Coopetition Among Whales

Whales bubble-net feeding in Alaska
Whales bubble-net feeding in Alaska

I recently went on a whale-watching expedition while on an Alaskan cruise. We had seen one or two whales in the distance, blowing water high into the air, arching their backs just above water then diving with their tails flipping up as if to wave.

The tour guide told us that whales are usually solitary creatures that travel alone. He explained that these whales don’t have big sharp teeth but their throats expand to take in lots of water then they use their tongue to press the water out and keep the small fish in, sort of like a French press filtering coffee.

Suddenly he seemed excited. Seeing another whale watching boat up ahead he said that they must have spotted something interesting and we’d go up and see what they were looking at. Once near the other boat we could see a cluster of about ten whales not far from the coast.
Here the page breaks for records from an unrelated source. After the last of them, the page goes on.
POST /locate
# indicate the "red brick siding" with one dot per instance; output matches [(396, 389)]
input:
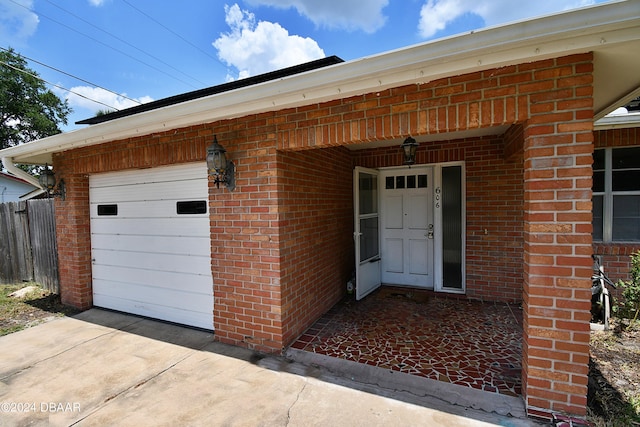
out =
[(616, 256), (493, 215), (316, 215), (558, 147), (550, 98)]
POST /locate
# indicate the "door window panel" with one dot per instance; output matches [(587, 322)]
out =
[(368, 194)]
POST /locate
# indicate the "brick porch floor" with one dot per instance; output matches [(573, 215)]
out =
[(422, 333)]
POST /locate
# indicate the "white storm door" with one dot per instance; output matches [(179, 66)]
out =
[(408, 227), (366, 235)]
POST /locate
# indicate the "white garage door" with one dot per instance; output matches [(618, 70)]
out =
[(150, 243)]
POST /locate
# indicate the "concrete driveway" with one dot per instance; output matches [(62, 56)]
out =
[(104, 368)]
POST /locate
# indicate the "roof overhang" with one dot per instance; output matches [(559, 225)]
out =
[(611, 31)]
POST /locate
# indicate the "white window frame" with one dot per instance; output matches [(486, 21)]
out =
[(607, 197)]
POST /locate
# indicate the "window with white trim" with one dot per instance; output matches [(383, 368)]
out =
[(616, 195)]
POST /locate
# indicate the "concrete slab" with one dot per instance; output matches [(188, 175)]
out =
[(104, 368)]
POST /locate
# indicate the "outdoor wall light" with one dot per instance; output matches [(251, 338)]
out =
[(223, 170), (409, 147), (47, 180)]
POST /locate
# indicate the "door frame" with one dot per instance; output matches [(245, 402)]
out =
[(439, 252), (429, 194), (438, 285)]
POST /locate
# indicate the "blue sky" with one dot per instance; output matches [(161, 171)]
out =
[(122, 52)]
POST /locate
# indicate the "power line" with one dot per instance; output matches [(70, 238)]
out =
[(104, 44), (124, 41), (76, 77), (171, 31), (56, 85)]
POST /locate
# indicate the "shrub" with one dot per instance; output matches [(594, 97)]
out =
[(629, 306)]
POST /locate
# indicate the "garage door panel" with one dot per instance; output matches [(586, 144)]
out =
[(188, 245), (147, 259), (143, 308), (153, 261), (188, 301), (194, 283), (187, 226), (151, 191), (151, 209)]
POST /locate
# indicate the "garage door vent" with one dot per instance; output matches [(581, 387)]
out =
[(192, 207)]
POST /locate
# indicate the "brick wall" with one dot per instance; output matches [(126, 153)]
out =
[(316, 216), (558, 147), (494, 209), (550, 104)]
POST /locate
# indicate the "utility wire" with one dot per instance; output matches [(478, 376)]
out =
[(171, 31), (56, 85), (124, 41), (76, 77), (104, 44)]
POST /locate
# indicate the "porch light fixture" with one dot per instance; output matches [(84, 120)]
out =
[(223, 170), (409, 147), (48, 183)]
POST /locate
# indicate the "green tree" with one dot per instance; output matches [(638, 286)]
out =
[(28, 110)]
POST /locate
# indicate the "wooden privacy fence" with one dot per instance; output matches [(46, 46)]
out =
[(28, 249)]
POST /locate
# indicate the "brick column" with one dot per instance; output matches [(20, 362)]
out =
[(73, 235), (558, 147)]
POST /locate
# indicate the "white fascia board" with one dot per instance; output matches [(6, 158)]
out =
[(579, 31), (631, 120)]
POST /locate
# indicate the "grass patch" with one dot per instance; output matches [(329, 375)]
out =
[(614, 376), (37, 306)]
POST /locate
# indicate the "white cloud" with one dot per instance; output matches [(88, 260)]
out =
[(258, 48), (17, 22), (112, 100), (435, 15), (344, 14)]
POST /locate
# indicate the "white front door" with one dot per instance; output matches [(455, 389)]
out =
[(407, 231)]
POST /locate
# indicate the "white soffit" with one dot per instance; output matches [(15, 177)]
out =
[(611, 31)]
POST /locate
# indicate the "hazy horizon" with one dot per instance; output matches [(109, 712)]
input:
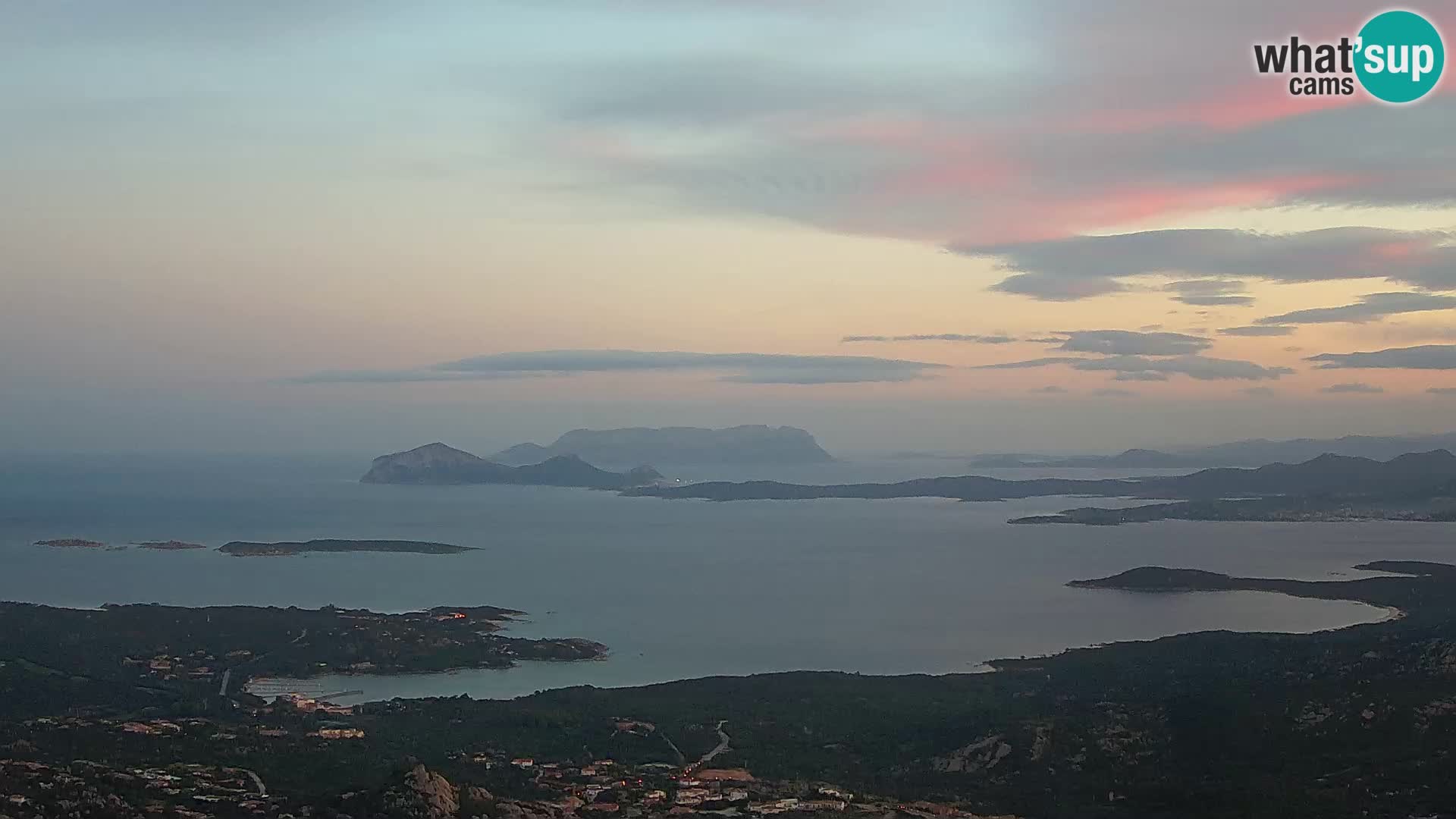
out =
[(362, 228)]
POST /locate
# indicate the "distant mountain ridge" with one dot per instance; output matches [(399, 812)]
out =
[(753, 444), (1329, 474), (1235, 453), (443, 465)]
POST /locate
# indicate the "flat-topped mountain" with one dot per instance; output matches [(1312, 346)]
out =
[(1126, 460), (676, 445), (440, 464)]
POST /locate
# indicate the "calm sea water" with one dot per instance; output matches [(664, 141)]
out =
[(677, 589)]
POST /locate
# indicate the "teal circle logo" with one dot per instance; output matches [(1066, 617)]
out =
[(1400, 55)]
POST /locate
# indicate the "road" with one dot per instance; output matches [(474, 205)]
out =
[(720, 748)]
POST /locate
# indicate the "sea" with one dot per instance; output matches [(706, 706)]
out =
[(674, 588)]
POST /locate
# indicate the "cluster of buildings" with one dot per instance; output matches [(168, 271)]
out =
[(655, 789), (184, 790), (196, 667)]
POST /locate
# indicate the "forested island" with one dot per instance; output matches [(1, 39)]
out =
[(283, 548), (1331, 487), (1337, 725), (142, 646)]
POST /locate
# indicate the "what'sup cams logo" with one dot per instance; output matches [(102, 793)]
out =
[(1397, 57)]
The guide explained that the whales were bubble-netting. We watched and snapped photos as the whales circled closely in a tightly choreographed dance. Circling, blowing, diving and waving their tails.
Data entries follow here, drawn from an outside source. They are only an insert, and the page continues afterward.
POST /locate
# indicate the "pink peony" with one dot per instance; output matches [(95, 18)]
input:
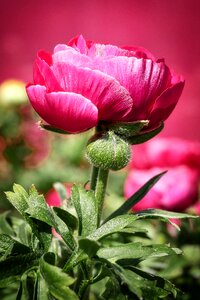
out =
[(166, 152), (176, 190), (53, 198), (83, 83)]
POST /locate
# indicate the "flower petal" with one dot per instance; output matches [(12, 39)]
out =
[(43, 75), (64, 110), (144, 79), (112, 100), (165, 104)]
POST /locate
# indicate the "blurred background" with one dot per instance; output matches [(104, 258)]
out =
[(169, 29)]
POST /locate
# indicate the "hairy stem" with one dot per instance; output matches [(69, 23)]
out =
[(100, 190)]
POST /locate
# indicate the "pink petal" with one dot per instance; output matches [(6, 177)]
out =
[(165, 103), (70, 55), (112, 100), (64, 110), (139, 52), (144, 79), (43, 75)]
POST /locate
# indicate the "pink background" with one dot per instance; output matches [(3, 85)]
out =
[(168, 28)]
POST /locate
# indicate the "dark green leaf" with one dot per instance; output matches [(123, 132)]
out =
[(57, 281), (9, 246), (75, 259), (18, 198), (135, 198), (85, 205), (128, 129), (113, 226), (135, 251), (64, 231), (4, 225), (90, 247), (16, 265), (70, 220), (145, 136)]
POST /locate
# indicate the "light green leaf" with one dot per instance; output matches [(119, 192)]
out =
[(70, 220), (135, 251), (113, 226), (57, 281), (85, 205)]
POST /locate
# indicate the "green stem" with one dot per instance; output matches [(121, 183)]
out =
[(100, 190), (93, 181)]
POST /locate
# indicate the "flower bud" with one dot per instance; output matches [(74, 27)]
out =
[(108, 151)]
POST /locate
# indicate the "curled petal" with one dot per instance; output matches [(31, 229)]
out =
[(43, 75), (64, 110), (112, 100), (165, 104), (144, 79)]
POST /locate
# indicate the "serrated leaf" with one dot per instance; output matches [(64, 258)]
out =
[(162, 215), (18, 198), (16, 265), (128, 129), (42, 214), (146, 285), (61, 190), (76, 257), (145, 136), (4, 225), (65, 233), (112, 226), (85, 205), (135, 251), (90, 247), (136, 197), (69, 219), (57, 281), (9, 246)]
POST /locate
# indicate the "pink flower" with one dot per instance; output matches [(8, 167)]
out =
[(175, 191), (53, 198), (166, 152), (83, 83)]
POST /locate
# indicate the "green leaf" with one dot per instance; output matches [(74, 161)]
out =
[(61, 190), (64, 231), (128, 129), (145, 136), (113, 226), (162, 215), (9, 246), (4, 225), (146, 285), (90, 247), (42, 289), (69, 219), (16, 265), (76, 257), (135, 251), (85, 205), (57, 281), (18, 199), (135, 198)]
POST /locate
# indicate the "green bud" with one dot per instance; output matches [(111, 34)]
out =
[(108, 151)]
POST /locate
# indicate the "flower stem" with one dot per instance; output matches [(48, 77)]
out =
[(100, 190), (93, 181)]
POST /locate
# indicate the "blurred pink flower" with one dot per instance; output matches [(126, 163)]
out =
[(53, 198), (83, 83), (165, 153), (176, 190)]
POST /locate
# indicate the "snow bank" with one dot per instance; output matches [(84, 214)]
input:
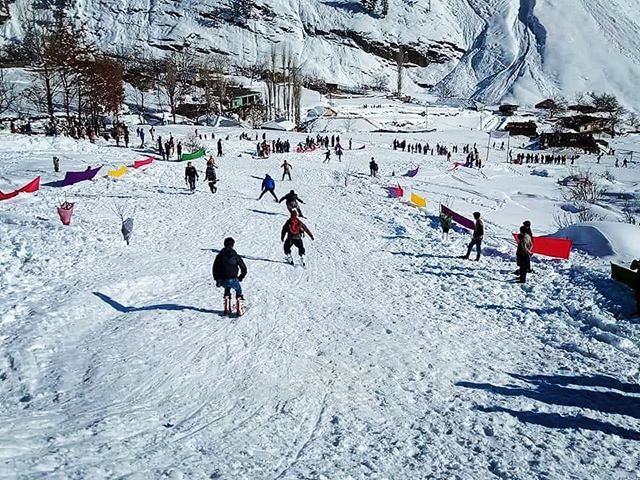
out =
[(604, 239)]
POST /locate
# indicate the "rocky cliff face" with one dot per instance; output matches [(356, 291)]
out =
[(488, 50)]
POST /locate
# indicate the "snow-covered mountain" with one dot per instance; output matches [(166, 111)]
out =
[(490, 50)]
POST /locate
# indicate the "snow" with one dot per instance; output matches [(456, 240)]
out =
[(520, 51), (604, 239), (386, 357)]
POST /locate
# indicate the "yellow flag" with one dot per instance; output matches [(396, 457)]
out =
[(118, 172), (418, 200)]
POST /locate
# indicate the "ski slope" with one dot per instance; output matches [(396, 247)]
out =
[(519, 51), (386, 357)]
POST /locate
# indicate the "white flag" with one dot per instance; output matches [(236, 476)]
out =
[(499, 134)]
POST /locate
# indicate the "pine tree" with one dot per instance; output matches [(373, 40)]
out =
[(384, 6)]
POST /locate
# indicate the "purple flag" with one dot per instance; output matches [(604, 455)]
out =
[(74, 177), (459, 219), (413, 173)]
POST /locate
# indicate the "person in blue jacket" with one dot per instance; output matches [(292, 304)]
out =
[(268, 185)]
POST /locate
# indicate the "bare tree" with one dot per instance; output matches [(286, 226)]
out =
[(139, 72), (212, 79), (609, 104), (8, 93), (177, 78), (103, 88), (37, 45), (558, 106), (401, 59)]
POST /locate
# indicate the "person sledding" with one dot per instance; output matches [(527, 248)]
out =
[(635, 265), (478, 235), (523, 253), (286, 170), (190, 176), (228, 271), (210, 176), (373, 168), (268, 185), (445, 223), (294, 231), (292, 202)]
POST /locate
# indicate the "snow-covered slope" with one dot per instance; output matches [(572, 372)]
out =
[(386, 357), (491, 50)]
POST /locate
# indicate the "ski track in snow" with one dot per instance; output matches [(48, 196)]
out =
[(385, 357)]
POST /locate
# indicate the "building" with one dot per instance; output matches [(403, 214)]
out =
[(587, 124), (547, 104), (525, 129), (242, 97), (508, 110), (584, 141)]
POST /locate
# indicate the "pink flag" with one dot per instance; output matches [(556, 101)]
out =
[(31, 187), (142, 163), (65, 211), (459, 219)]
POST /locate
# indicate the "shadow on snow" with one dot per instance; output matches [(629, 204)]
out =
[(554, 390), (171, 307)]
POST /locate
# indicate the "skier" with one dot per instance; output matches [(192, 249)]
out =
[(294, 230), (523, 254), (373, 168), (190, 176), (160, 147), (286, 166), (635, 265), (225, 273), (210, 176), (292, 201), (445, 223), (478, 234), (268, 185)]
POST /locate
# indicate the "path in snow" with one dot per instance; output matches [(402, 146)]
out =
[(386, 357)]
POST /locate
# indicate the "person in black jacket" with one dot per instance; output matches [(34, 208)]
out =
[(210, 176), (294, 230), (190, 176), (228, 271), (292, 202), (635, 265), (478, 235)]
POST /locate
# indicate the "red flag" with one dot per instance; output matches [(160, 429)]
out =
[(31, 187), (551, 247)]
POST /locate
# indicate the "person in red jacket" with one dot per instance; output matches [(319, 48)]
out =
[(294, 231)]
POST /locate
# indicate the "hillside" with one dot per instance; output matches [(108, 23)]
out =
[(490, 50), (386, 356)]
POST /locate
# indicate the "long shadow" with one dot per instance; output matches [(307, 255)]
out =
[(55, 184), (350, 7), (248, 257), (555, 420), (583, 380), (172, 307), (176, 192), (423, 255), (264, 212), (539, 311), (606, 402)]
He explained that sometimes the whales work together to create a net of bubbles to trap a large school of small fish. They blow a big circle of bubbles, some dive deep and make noise to drive the fish toward the surface of the water. All the whales take big gulps of water capturing more fish together than they could individually. It was a beautiful sight to see.

This apparently isn’t uncommon but something about this year’s weather had made it unnecessary for the whales to use this technique much recently. He said he’d only seen it about four times this season.

Seeing the whale’s bubble-netting technique reminded me of the term ‘coopetition.’ Cooperative competition. The whales, all feeding on fish, were working together to scare up the fish so they’d each have a good meal rather than trying to drive each other away to have the school of fish to themselves.

The whale-watching boats were working together, too. While they have the same target market of tourists from the cruise ships.  Each wanted to give their passengers a grand experience of whale-watching so they shared the space.

In my business of speaking and writing I’ve seen lots of coopetition. Speakers and writers sharing tips, generous with advice and mentoring others.

What about your business? Is there coopetition or vicious competition? Is it win-win or win-lose?